Bad books : Rétif de la Bretonne, sexuality, and pornography / Amy S. Wyngaard.   Newark : University of Delaware Press ; Lanham, Md. : Rowman & Littlefield, c2013.
I knew a professor who once had a graduate seminar on bad books--literary-speaking bad, that is. He got a lot of unsolicited suggestions on what to include in the course, but few actual attendees. Wyngaard's focus is different, obviously. She's arguing that the 18th century French author Nicolas-Edme Retif de la Bretonne's writings were essential for the development of modern concepts of pornography and sexuality. He coined the term "fetish," for example. A lot of the details of his writing have been glossed over or distorted, and this book is in part about how literary history takes form. Retif's fetishisms for feet and shoes has apparently been appropriated by the sexologists (which is a thing, I guess?) and his theories of eugenics and reproduction appear in his utopian science fiction (I should see if he's turned up on the radar of the utopian specialists I know). It sounds like an interesting focus on someone who's been a bit excluded in the modern canon. It's 171 pages, $53.91 pages in hardcover and $51.67 in Kindle. Personally, I'd splurge on the extra $2.23 and get the hardcover. Published by U of Delaware P.

From June 23rd.
Television and the earth: not a love story / Jennifer Ellen Good. July 2013.
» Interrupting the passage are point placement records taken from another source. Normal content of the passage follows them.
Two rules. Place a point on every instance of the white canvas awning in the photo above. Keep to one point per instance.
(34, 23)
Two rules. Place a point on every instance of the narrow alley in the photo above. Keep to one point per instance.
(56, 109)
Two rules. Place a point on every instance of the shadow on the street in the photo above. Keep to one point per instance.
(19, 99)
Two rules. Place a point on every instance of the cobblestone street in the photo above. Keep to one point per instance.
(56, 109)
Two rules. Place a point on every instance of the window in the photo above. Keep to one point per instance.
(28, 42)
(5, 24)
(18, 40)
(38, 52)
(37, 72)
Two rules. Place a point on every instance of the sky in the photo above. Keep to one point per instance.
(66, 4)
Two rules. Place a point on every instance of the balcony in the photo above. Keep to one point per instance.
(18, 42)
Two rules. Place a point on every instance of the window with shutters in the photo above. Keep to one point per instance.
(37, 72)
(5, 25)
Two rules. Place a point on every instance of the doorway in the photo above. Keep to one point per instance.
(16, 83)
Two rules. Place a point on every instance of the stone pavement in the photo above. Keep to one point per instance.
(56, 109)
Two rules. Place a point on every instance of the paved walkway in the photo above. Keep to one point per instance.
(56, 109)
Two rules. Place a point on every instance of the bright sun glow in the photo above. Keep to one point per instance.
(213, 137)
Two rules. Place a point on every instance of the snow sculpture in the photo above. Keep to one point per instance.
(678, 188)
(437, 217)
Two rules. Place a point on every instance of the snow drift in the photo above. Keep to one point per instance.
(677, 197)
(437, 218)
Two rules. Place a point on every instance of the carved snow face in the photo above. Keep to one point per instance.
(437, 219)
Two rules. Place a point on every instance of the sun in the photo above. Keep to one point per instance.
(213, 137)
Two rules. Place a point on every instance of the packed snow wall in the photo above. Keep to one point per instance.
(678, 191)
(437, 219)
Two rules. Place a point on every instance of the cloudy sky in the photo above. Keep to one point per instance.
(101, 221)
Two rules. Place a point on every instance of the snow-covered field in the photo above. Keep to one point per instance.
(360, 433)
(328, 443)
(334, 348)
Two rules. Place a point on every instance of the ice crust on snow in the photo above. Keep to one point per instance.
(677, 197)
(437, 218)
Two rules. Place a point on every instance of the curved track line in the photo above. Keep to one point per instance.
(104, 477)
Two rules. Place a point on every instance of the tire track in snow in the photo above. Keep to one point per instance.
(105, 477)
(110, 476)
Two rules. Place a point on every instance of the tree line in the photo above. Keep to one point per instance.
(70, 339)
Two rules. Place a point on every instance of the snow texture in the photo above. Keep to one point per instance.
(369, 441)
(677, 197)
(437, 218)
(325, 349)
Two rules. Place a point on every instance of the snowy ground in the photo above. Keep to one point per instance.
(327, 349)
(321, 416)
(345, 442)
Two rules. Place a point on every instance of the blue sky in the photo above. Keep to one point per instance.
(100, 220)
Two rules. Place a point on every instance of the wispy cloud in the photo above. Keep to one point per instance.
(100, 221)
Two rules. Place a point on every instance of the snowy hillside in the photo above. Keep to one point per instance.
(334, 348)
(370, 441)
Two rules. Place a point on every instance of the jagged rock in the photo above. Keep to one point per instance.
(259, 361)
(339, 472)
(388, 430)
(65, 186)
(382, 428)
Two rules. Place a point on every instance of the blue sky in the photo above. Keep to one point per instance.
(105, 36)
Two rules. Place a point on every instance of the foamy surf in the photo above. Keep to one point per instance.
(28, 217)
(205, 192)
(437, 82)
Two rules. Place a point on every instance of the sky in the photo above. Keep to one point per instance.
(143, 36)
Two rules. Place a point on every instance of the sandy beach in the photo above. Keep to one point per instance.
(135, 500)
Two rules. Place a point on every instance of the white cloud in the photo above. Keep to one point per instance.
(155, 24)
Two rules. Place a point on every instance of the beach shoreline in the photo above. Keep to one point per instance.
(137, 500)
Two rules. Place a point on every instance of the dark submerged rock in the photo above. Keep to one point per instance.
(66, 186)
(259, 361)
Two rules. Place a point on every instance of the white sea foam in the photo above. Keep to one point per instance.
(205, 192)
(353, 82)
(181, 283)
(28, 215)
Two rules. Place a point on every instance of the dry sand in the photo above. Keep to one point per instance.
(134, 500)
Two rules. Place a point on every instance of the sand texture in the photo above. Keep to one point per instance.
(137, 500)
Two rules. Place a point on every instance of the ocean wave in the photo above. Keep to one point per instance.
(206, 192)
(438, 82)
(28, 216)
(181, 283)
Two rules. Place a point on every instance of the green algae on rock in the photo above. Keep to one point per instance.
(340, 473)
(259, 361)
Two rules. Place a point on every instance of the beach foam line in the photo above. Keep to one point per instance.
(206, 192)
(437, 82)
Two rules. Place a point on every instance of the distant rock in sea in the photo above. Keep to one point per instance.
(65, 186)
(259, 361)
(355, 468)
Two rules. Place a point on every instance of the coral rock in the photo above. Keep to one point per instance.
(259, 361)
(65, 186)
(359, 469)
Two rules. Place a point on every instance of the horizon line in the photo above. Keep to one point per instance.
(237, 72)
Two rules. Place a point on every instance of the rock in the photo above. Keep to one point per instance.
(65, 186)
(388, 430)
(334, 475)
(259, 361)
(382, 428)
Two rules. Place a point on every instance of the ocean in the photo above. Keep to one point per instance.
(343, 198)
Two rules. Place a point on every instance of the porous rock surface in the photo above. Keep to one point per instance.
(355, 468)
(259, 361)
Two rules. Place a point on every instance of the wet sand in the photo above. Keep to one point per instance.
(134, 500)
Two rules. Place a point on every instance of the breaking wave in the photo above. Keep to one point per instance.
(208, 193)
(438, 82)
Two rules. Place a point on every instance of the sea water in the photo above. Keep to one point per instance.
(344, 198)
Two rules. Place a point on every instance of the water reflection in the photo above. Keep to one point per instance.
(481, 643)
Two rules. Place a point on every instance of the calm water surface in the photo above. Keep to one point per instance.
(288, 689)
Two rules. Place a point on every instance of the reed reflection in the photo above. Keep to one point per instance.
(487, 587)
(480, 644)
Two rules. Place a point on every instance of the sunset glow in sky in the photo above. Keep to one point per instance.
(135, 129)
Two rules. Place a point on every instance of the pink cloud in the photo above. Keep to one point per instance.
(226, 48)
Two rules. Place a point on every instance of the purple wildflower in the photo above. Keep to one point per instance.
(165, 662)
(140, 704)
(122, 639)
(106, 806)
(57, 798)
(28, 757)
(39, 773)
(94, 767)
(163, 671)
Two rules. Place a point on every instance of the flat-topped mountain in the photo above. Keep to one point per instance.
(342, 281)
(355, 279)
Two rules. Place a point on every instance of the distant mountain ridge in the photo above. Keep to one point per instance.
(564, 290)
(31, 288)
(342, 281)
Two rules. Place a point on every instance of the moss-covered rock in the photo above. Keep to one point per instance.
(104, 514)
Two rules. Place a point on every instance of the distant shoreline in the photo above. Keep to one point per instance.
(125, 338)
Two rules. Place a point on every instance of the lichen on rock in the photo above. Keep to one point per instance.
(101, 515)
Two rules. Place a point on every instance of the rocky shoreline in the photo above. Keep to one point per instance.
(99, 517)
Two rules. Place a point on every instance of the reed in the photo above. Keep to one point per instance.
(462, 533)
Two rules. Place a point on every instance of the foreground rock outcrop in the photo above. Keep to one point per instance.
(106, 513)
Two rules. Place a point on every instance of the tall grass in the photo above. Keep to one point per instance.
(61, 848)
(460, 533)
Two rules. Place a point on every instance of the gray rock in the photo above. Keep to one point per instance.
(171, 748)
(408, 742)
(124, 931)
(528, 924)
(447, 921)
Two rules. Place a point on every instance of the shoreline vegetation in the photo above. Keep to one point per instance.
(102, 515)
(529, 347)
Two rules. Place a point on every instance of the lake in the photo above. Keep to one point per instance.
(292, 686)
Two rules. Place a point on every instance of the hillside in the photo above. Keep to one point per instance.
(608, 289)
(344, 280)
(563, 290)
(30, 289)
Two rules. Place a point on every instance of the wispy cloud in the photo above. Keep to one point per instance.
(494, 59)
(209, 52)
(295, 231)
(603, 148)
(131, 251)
Good argues that a fundamental reason we've been so apathetic in the face of environmental deterioration is the narrative shown on television. In particular, it's the way the television has done more than any other medium to promote a culture of materialism.  There aren't a lot of other details for the book. I'm not sure if television can be blamed more than other medium forms--it followed what radio had already started, and as TV fades a bit in relevancy, other media forms seem eager to pick up the slack. On the other hand, the dominant mass media form can probably shoulder a lot of the blame for dominant ideologies in a culture at large. The paper back is $14.16. It's 176 pages, published by Fernwood.

Girls and their comics : finding a female voice in comic book narrative / Jacqueline Danziger-Russell. Nov 2012.
Danziger-Russell claims that, despite the way some genres of comics cater to adolescent male fantasy (including, ahem, the kind I often read), the form has a unique place in the representation of female characters. She goes over how girls' comics relate to a female perspective, and how comics function as a marginal space for the voices of girls. It also has a chapter on manga, and interviews with librarians, comic creators, and girls who read comics and manga. The book covers a large number of topics in five chapters, as that description suggests: there's chapters on the history of comics and women, comics as a representative form; the power of visual narrative; the appeal of manga (including shojo manga), and girl's comics today.  It seems like a good mix between scholarly and popular concerns. And it mentions Deutsch's Hereville, Ted Naifeh's Courtney Crumrin, and Castelluci and Rugg's The Plain Janes on the first page, which is a big point in its favor. $35.95 for the Kindle, or $54. 44 for the hardcover version. Published by Scarecrow Press (them again?), and running 256 pages.